Saturday, 14 July, 2007

Anchor text link

Anchor text link

The calculation of link relevance is an important factor when identifying the theme of a web site, in which both navigation and incoming references play a huge role. The broad relevancy communicated towards the Google Index consists of the themes of individual pages, which are connected by their relevancy network and shape the overall image of the web site. While the topic is of course set by the actual content of the page, the level of its relevance builds with off-site and off-page references as well. If any web page is often linked to with anchor texts that successfully emphasize its theme, the words and derivations with which it is referred to become the phrases it is seen most relevant to. Thus both website navigation and inbound links carry votes, and not only for the used expression, but also for the entire theme, even for words with similar meaning that are not directly targeted. This is of course if the web page itself is relevant to these phrases. In case the terms used to point to the web page can not be found in its title and/or content, nor do they have any relation to its theme, the votes carry much less weight or are sometimes even discarded. Misuse of this practice is thus easy to identify. Also the number of references may not put as much weight into emphasizing the theme as the quality of the links pointing to the resource. Hundreds or thousands of links from less trusted, less important sources aren't likely to match up to the weight of a single referring link from a well trusted, quality web site.

Known issues

Case 1,
If the anchor text is irrelevant to the source and/or the target page, the link will most likely be ignored altogether, or only pass a single vote for the exact phrase. If a page does not rank at all for phrases that are otherwise relevant to its topic, even though the web site is well referenced from other sources, either the incoming links or the internal navigation anchor text is flawed in its attempt to carry the theme throughout the web site and will rank significantly lower than other URLs.

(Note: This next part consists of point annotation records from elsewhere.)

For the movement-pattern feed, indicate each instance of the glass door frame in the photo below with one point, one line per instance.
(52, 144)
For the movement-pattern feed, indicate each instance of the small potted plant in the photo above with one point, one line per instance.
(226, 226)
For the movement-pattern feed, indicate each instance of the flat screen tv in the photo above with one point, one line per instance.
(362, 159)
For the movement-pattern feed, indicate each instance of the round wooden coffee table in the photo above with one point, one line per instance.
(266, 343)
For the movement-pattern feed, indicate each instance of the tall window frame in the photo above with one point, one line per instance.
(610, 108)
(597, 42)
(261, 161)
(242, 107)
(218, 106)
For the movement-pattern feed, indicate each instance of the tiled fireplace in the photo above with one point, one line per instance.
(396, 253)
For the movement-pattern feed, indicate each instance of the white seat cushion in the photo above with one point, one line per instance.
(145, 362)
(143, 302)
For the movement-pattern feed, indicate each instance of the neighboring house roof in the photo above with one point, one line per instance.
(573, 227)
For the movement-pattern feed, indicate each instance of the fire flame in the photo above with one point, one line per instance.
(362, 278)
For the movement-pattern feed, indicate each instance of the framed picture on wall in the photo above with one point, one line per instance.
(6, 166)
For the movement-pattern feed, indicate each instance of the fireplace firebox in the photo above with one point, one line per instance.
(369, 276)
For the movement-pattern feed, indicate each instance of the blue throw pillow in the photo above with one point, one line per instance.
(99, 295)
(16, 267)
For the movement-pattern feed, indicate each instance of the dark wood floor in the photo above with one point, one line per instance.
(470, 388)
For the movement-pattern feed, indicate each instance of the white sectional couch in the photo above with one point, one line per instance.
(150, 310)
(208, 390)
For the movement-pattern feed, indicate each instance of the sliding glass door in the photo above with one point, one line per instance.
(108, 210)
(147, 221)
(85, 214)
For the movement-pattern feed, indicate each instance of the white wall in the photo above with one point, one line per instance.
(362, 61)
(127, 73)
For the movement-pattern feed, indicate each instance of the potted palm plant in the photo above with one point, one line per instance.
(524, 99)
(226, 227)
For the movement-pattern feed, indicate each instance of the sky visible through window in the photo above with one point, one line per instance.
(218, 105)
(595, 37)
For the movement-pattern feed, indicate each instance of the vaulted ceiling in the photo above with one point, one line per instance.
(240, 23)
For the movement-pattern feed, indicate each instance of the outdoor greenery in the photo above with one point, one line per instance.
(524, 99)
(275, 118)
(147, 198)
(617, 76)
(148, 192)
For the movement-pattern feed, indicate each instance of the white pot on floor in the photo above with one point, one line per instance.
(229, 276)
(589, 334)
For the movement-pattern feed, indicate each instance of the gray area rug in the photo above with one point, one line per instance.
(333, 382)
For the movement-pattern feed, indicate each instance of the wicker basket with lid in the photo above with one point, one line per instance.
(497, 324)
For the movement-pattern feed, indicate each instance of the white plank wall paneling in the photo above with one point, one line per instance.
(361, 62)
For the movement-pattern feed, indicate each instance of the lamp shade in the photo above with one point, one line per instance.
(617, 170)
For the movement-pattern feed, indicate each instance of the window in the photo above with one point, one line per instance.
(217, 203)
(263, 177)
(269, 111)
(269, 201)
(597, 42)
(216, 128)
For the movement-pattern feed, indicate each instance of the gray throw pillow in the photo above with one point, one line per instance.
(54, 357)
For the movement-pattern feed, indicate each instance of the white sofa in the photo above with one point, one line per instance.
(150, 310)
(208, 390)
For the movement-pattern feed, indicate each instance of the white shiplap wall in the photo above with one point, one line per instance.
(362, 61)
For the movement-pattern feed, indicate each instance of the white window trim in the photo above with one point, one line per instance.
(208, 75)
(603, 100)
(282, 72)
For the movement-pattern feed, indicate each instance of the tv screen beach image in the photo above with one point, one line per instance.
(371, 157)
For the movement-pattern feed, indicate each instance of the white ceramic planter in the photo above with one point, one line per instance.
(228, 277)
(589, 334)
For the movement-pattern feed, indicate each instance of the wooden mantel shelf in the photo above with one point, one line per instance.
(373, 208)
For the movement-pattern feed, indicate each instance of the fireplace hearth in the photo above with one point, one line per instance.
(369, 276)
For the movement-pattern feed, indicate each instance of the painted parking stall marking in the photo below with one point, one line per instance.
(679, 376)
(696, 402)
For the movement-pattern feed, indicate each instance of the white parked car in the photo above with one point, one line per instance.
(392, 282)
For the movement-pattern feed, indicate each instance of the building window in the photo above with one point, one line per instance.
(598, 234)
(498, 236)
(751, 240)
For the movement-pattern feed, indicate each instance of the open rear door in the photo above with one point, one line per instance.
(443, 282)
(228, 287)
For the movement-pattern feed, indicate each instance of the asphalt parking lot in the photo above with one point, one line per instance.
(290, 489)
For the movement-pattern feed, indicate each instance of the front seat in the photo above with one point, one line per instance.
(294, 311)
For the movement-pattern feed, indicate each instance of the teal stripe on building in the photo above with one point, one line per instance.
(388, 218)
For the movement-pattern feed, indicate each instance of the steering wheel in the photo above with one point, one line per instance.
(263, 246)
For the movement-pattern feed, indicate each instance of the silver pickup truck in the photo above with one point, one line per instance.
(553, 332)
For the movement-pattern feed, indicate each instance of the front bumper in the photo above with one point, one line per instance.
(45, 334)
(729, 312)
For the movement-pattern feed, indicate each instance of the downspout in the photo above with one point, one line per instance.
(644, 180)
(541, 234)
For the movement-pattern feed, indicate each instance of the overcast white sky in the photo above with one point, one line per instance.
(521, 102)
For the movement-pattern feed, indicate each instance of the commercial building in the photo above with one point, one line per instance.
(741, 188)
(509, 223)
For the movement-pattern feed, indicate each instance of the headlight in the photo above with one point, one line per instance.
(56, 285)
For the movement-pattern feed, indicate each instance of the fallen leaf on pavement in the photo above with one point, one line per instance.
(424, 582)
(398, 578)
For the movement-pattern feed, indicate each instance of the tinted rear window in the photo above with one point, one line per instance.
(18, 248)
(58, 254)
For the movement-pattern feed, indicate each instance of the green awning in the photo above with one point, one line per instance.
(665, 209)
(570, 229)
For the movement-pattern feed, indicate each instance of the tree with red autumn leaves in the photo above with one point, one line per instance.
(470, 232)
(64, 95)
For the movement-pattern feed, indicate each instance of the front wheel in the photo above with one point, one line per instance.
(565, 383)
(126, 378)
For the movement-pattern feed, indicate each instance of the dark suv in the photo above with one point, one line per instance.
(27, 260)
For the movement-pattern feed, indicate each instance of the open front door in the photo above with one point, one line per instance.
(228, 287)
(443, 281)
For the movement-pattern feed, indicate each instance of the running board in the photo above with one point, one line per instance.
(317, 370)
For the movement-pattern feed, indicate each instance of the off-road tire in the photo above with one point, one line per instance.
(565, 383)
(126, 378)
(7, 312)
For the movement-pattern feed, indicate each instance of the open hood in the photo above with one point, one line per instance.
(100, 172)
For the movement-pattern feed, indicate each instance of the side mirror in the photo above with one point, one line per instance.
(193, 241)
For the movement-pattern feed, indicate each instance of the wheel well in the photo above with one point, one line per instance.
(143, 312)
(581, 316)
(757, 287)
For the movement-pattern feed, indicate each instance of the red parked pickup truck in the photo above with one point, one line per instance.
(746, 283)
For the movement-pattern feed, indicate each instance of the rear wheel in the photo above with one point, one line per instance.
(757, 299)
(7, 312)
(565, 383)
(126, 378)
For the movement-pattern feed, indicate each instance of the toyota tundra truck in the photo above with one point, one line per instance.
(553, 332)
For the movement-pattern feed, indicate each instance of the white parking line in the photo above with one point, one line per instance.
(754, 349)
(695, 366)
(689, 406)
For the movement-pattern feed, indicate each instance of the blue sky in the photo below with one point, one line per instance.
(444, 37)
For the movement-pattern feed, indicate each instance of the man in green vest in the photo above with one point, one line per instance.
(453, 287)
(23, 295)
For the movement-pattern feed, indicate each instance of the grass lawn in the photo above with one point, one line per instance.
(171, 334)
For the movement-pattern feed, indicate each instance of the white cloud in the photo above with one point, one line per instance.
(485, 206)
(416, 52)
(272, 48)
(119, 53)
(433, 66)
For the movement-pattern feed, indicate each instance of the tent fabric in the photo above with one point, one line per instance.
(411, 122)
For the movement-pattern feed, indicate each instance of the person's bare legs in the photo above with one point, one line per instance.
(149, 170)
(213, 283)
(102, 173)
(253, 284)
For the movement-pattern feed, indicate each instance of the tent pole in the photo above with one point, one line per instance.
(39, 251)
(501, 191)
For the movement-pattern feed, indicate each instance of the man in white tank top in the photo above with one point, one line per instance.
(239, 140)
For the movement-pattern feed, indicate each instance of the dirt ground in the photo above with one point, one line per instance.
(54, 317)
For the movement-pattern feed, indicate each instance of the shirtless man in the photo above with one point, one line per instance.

+ Resolution: The anchor text used to point to a page is matched to the title and the content of both the source and the target during relevancy calculations. While there's little chance of a penalty if either are off-topic, a proper anchor text and title is one of the most important initial signals to users who are yet to arrive to the page or web site. The theme should be clearly defined by the wording and be consistent in all three, allowing people to determine if it is the resource they need, whether they encounter a link on another web site, or the page title and description on Google Search results. Should any of the three exclude the keyphrase(s) of the resource, it will become hard for both users and bots to determine the exact theme, and thus the URLs will show much lower positions for the given queries even without a penalty. Also, while it is an evidence, and natural to have diverse wording of anchor text from referring sources, the title and the anchor text of the website navigation are both often used by people when creating a link. Thus again, choosing the proper, most descriptive phrases that match the content may be necessary to avoid lower than predicted position on the results pages.

Case 2,
Receiving links, or requesting others to reference pages with always the same anchor text will raise the question on how much control the web site had over the wording of its own "votes". If the profile shows a pattern that is the same as of sites trying to manipulate their rankings, this may raise a penalty once the same-anchor text link instances pass the natural threshold. Repeated misuse or overuse of such methods would lead to page-based penalties as opposed to phrase based, or even being banned from the Google index. Years of studies have shown a highly predictable pattern of "natural" linking in regards of anchor link texts used. Sometimes however, a page would accumulate a lot of references with the exact same anchor text by chance, enough to outweigh anything else in its linking profile.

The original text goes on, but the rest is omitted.